THE CHINESE observe All Souls’ Day as if they are going on a picnic. This is what I discovered when I married into the Lee clan.
The clan elders would see to it that the younger generations of Lees attended and performed all the rituals. Usually, the only way to dodge All Souls’ Day would be to fall ill – or to produce astrological evidence that indicated an unfavourable outcome if you had to step across strangers’ tombs to get to your ancestors’. You see, certain spirits take offence to certain people stepping over or even walking past their resting places.
On a typical All Souls’ Day, the Lee clan would assemble in the home of the eldest Lee. Then the entire motorcade would proceed to the cemetery, winding slowly along the narrow, badly maintained roads to reach their ancestral burial sites.
I remember the big baskets full of goodies – one for each soul. In each basket were quantities of rice, roast pork, boiled eggs, wine and fruit. Grandmother, in addition to her basket of offerings, had two large paper trunks filled with paper clothes – to be delivered to her spirit world by flame.
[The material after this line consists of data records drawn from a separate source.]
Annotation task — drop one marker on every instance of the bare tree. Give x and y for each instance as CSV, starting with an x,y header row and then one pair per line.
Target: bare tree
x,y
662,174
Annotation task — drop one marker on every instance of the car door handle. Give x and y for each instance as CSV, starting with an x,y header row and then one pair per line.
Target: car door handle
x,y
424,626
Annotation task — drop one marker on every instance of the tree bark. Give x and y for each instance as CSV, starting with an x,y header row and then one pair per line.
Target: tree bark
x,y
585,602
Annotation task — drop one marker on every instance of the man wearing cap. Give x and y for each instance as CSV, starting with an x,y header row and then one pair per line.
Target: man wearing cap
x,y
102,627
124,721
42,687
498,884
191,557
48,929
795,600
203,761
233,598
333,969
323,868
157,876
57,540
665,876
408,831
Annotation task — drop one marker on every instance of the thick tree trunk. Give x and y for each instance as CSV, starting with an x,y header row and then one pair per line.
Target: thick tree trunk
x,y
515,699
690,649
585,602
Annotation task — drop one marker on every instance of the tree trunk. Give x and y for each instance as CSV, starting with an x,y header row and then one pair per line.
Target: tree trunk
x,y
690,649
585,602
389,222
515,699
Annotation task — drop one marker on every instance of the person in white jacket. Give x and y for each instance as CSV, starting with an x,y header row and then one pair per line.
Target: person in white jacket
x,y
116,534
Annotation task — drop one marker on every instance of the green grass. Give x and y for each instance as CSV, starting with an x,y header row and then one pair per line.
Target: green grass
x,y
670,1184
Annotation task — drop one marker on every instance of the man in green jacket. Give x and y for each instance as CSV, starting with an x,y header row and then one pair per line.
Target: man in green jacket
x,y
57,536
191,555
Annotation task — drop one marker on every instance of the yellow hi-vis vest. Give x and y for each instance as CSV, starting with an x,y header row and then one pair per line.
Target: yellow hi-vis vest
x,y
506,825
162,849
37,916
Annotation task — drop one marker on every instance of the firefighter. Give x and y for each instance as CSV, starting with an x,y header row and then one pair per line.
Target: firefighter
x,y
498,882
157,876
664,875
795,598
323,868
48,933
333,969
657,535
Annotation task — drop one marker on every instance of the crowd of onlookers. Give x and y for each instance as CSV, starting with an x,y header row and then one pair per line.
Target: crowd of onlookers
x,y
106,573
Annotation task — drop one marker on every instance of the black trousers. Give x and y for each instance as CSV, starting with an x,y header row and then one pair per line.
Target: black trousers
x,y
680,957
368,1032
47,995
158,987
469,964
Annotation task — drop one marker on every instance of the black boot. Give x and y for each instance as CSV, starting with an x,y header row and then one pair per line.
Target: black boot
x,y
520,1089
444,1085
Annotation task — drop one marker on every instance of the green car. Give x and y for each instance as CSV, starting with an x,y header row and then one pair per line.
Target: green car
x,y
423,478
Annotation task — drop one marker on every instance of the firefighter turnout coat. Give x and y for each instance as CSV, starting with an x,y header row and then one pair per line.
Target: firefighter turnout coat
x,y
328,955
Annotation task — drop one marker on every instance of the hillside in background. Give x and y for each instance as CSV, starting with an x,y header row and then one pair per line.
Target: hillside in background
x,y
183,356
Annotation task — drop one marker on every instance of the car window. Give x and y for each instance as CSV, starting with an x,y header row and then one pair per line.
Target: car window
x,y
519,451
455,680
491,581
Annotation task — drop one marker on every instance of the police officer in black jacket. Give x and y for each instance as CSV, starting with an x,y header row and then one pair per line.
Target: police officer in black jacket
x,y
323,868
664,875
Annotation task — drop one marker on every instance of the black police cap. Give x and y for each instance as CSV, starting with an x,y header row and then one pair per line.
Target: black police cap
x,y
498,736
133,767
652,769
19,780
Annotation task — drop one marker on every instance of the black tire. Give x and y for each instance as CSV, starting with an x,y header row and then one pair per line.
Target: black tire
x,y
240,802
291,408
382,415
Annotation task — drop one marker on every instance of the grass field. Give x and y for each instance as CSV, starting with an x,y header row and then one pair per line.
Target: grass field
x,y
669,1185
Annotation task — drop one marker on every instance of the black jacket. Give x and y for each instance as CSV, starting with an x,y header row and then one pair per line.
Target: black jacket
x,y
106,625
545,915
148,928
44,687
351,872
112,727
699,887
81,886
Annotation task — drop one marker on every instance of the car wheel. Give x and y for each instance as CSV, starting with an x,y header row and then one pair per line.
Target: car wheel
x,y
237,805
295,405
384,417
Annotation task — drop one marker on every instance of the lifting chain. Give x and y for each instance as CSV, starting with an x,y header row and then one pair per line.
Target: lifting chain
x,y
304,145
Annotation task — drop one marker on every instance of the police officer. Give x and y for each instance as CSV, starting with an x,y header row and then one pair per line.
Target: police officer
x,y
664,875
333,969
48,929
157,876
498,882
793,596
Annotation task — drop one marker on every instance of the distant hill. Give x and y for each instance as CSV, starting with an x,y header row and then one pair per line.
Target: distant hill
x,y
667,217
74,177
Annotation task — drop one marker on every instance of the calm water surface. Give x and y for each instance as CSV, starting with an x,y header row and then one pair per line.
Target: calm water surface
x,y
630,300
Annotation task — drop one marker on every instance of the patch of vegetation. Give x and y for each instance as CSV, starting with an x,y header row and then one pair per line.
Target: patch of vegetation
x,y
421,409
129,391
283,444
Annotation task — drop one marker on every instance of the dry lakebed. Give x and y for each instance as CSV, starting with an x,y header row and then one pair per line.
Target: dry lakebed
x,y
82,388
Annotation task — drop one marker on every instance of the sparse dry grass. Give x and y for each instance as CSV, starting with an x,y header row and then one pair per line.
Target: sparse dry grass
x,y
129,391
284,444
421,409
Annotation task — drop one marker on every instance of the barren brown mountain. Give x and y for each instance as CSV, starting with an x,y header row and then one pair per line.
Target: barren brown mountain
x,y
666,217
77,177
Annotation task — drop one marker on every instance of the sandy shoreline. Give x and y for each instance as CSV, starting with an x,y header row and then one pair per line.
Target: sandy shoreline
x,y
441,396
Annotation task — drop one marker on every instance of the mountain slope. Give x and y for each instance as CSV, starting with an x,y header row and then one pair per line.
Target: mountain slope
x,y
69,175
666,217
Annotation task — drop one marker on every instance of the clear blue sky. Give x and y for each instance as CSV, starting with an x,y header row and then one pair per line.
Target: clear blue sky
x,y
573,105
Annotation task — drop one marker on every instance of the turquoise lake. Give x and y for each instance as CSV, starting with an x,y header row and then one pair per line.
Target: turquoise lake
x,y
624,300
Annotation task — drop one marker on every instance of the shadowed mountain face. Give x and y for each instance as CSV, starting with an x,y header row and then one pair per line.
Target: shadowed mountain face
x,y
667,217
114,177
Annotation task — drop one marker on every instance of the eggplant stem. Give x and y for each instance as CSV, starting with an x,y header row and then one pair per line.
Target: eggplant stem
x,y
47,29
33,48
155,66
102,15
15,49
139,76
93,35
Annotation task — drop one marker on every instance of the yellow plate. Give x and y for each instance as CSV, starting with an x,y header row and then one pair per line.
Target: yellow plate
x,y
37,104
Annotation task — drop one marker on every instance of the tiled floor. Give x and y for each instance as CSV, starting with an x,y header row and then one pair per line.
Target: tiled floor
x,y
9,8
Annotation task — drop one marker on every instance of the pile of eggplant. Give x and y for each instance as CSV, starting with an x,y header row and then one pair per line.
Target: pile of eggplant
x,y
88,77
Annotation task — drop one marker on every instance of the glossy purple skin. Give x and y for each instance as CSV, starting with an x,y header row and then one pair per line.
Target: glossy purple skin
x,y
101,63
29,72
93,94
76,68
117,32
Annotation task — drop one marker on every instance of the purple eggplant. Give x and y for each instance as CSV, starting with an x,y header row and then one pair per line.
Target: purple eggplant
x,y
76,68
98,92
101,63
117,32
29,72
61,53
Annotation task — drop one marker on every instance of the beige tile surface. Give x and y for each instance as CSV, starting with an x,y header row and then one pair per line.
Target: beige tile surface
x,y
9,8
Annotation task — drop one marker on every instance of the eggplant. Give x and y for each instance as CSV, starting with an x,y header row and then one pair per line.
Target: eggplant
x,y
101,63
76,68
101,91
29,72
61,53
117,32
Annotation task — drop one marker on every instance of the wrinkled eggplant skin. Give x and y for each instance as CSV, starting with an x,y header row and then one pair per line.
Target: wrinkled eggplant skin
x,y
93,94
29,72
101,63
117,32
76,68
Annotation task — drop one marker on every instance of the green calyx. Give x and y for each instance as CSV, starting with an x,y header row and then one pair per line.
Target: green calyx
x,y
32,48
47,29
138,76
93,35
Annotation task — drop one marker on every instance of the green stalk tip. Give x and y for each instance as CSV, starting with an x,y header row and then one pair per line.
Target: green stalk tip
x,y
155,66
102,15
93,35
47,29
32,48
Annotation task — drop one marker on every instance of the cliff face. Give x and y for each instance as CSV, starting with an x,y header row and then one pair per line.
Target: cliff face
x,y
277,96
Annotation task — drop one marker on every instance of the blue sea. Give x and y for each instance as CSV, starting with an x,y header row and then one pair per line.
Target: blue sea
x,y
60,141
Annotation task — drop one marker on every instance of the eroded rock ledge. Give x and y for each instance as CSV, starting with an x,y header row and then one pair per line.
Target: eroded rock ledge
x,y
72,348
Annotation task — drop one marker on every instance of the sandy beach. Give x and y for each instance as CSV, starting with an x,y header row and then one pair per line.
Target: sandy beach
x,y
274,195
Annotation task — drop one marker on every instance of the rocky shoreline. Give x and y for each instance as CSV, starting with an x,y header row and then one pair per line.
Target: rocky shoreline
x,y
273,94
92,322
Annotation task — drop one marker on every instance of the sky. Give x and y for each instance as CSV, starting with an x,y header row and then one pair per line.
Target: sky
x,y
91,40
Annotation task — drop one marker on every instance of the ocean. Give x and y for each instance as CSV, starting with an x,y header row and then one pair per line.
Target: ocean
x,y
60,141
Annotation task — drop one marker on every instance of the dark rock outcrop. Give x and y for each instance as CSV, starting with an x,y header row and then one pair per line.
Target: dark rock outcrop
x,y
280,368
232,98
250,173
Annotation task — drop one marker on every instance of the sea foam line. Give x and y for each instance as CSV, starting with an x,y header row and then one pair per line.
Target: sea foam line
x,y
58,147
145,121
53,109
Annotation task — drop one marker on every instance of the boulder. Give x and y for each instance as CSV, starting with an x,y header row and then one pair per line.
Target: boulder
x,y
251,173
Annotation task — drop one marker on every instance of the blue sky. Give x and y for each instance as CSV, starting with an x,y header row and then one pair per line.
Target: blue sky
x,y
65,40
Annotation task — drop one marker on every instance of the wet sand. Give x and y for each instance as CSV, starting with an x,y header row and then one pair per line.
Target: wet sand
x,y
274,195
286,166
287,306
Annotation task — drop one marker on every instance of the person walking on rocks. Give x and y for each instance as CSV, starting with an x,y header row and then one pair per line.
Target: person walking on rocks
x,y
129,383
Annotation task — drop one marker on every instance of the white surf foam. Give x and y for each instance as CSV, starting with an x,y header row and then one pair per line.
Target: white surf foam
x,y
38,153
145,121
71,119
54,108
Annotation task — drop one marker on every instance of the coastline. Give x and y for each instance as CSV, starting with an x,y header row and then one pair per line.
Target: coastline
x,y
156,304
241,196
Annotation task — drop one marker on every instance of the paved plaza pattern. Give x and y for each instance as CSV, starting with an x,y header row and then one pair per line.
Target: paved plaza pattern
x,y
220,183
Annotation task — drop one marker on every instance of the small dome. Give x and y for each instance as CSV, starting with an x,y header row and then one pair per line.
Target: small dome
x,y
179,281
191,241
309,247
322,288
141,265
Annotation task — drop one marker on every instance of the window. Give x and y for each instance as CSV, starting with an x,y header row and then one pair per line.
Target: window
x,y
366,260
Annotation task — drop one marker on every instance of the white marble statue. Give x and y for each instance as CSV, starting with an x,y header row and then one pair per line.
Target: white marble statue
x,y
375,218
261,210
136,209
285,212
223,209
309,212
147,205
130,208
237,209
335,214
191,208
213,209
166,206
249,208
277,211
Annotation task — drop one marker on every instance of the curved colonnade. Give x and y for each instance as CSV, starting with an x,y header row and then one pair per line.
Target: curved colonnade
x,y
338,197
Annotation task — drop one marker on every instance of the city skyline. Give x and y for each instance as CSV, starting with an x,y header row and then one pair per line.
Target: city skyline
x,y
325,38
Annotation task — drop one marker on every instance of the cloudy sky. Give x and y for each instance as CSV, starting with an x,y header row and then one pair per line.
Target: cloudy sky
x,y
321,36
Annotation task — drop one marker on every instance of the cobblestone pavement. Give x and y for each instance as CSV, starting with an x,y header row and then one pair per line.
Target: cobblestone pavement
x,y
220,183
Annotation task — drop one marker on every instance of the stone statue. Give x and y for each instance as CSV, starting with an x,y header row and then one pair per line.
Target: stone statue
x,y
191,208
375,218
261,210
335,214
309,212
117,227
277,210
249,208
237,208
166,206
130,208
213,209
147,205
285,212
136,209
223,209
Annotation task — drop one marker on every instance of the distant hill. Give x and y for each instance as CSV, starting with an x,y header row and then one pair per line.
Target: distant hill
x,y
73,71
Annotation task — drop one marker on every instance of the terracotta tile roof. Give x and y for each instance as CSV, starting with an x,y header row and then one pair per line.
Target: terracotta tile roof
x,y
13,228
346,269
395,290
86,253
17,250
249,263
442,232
Pocket money for the departed was part of the fiery consignment, the paper currency folded in the shape of gold ingots used in old China. All this unearthly paraphernalia had to be unloaded from the boots of our cars and transported manually to the gravesides.
First, the tombs had to be swept, and joss sticks and candles lit. One of the elders served as emcee for the ritual. He would announce each family member as he or she executed the three bows of fealty, before sticking a joss stick in the urn. After a decent interval, during which the spirit of the ancestor would have had ample time to savour the food, the living members of the clan would make themselves comfortable and consume the edibles. The same ritual would be repeated a each tomb. Afterwards, the Lee descendants would disperse, taking with them the empty baskets, and the picnic would be over.
Each burial site had been selected with the advice of a geomancer well-versed in the language of Wind and Water (feng shui). The future prosperity of the Lee clan depended on auspicious interment of the ancestral bones; and one of the significators of prosperity was the number of descendants. Our geomancer was undoubtedly a competent one, for the Lee family is considered large even among the Chinese.